This is a legacy article from the old version of this site, it is included for posterity.

There's a lot of confusion out in the wilds about SSD's and their various technologies so I am going to provide a reference of what everything is.

To start with we have a handful of relevant terms:

We will start with M.2 since it's the most misunderstood. People tend to think it means the interface or protocol (PCIe or NVMe respectively). In reality, the important thing to understand is that it is simply a form factor and has little impact on the real world (boot times, load times) performance of the drive. This is best compared to the 2.5" and PCIe form factors (not to be confused with the PCIe interface).

M.2 has the ability to use SATA, PCIe, or USB 3.0 interfaces, but for our purposes we're only concerned with PCIe and SATA.

AHCI is the legacy (read: old) protocol developed by Intel for interfacing mechanical hard drives(controllers) with the rest of the system.

NVMe is the replacement for AHCI; the important thing here is that it has been designed to be used specifically with SSD's and as a result can allow them to better utilize the bandwidth provided via the PCIe bus.

SATA is the interface that most SSD's use to transfer information between the SSD and the rest of the computer. Although technically not legacy, it has been superseded by PCIe.

PCIe is another relatively old interface. The important distinction between this and SATA is that PCIe is not just for storage devices due to it having massively more bandwidth. A single PCIe 3.0 lane provides 7.88Gb/s of bandwidth which scales up to 126Gb/s with 16 lanes. This is what enables modern SSD's raw bandwidth.

This is great and all but what does it mean for the average user?

Practically nothing, the problem is that the performance difference just doesn't matter for consumers.

As shown by Techreport's Samsung 960 EVO review, there is no noticeable difference in boot times or application (including game) load times when compared to the older SATA based SSDs. PCIe/NVMe SSD's are just not worth the price premium, so when shopping for an SSD look for what is the best value drive ($/GB).

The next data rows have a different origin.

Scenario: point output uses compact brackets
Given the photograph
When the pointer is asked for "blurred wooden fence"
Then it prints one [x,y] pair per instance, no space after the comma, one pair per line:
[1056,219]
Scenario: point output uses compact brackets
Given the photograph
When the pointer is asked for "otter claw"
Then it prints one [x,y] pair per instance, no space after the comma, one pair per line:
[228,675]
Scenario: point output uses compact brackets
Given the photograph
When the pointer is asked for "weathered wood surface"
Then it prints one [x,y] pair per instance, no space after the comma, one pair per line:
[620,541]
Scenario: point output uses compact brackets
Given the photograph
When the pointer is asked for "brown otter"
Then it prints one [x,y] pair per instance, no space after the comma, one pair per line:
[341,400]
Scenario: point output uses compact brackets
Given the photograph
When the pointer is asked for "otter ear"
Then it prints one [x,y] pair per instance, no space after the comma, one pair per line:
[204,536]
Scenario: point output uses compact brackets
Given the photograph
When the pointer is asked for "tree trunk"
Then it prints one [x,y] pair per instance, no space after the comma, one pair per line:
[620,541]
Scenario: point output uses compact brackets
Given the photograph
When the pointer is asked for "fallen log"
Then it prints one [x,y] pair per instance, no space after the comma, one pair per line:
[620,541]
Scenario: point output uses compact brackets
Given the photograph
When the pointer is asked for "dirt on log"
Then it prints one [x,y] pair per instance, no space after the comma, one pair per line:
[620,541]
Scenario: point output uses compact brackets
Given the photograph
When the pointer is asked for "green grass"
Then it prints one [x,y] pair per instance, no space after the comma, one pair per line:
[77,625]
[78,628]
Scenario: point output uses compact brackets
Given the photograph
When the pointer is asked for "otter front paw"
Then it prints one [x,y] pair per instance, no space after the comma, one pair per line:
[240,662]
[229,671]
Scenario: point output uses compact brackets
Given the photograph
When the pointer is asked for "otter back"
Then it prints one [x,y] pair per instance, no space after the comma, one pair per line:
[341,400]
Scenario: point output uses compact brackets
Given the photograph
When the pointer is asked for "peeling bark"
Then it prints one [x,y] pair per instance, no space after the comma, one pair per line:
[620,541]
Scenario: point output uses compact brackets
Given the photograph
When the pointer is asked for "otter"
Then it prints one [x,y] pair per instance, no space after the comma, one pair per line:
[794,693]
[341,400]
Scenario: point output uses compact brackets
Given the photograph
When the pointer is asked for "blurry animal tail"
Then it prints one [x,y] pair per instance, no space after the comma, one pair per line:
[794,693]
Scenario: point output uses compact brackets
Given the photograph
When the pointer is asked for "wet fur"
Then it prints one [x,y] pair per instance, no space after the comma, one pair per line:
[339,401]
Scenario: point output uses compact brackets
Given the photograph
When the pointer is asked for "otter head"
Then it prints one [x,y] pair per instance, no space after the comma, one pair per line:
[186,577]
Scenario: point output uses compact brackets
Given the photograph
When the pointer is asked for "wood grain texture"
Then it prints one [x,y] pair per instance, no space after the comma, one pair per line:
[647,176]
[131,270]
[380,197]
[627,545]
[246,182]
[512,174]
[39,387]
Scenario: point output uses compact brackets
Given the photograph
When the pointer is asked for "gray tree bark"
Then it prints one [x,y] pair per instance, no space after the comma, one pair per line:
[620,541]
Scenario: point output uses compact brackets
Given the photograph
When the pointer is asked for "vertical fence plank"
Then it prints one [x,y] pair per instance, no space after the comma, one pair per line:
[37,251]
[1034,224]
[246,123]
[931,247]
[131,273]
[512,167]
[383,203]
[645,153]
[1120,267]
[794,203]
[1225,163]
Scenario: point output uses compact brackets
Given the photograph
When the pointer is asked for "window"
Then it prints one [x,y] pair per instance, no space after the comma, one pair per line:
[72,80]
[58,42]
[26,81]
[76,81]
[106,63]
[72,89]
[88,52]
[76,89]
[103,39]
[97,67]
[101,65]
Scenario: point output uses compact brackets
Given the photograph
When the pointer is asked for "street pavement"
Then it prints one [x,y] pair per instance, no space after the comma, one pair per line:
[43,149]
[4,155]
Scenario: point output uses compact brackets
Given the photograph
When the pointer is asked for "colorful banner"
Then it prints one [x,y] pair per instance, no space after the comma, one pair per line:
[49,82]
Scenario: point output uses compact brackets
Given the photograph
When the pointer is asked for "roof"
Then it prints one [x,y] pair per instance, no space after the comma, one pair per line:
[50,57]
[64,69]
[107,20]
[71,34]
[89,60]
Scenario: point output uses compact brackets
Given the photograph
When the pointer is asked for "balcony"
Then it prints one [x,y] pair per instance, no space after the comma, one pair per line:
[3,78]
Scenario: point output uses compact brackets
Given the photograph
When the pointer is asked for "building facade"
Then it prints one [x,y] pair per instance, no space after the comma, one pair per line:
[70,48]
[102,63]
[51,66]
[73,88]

3D Xpoint (also known as Optane) is a collaborative effort between Intel and Micron to attempt to bridge the gap between DRAM and classic NAND storage. This provides many of the performance benefits, to a lesser extent, of DRAM (specifically in low latencies and higher bandwidth) but with the bonus of it being Non-Volatile. In English, this means when the drive is unpowered it will keep what's stored on it. Ultimately besides this being a fledgling technology this has the same practical problem as PCIe SSD's. It's not worth what it costs and is only really a consideration for workstations and servers.